Whether it be children dying, young adults passing way too soon, classmates losing their life far before what anyone would deem “their time”, teachers, principals, neighbors, we have seen way too much death in so many different ways.  This goes along with the more traditional passing of our elderly, while more expected and in a more standard life order, is painful nonetheless.  All in all, it becomes too much.  Way too much.

I wrote a post over 3 years ago in reference to Trey being diagnosed as terminally ill.  I mentioned the one thing that you need to survive having a loved one diagnosed with something terminal.  This is different.  This is the one thing that you can count on.  This is the one thing that remains.  This is the one thing that will be consistent in your life.  This is the one thing that will never, ever, go away.
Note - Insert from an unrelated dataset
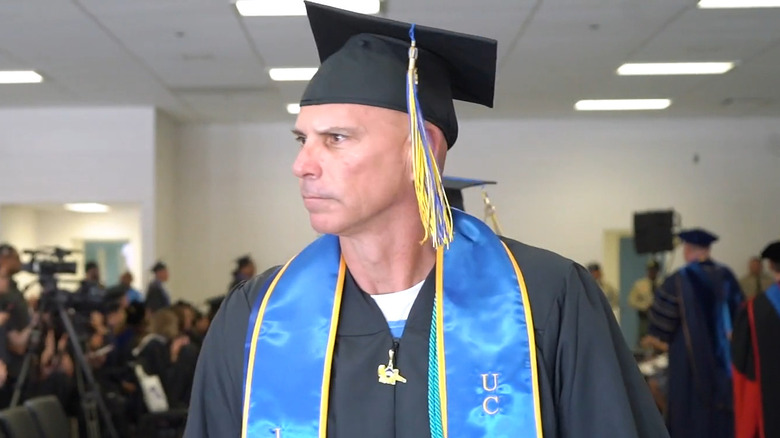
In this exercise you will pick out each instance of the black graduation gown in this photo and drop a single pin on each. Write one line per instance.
(757, 401)
(589, 381)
It’s God.  Shocking, However, it’s made more and more true with every tragedy we face.  Everything you have can be taken from you.  Everyone you love can (and will) die.  Your health, your wealth, your anything and everything can be gone in an instant.  There is one thing that remains, God.  Even when your life here comes to an end here on earth you know who you will see next?  Yeah, God.  I pray that you are prepared for that.  If you’re not, please let me or someone you know that is prepared for that know so that we can help you with that.

Fight Him, swear at Him, ignore Him, it doesn’t matter.  He will still be there.  There comes a time when you have to figure out where you and He stand.  With each tragedy comes another reminder and opportunity to take care of just that.

My heart breaks for all of those affected by this and all other horrific losses.  I pray that God will continue to comfort the hurting through those who have hurt before them.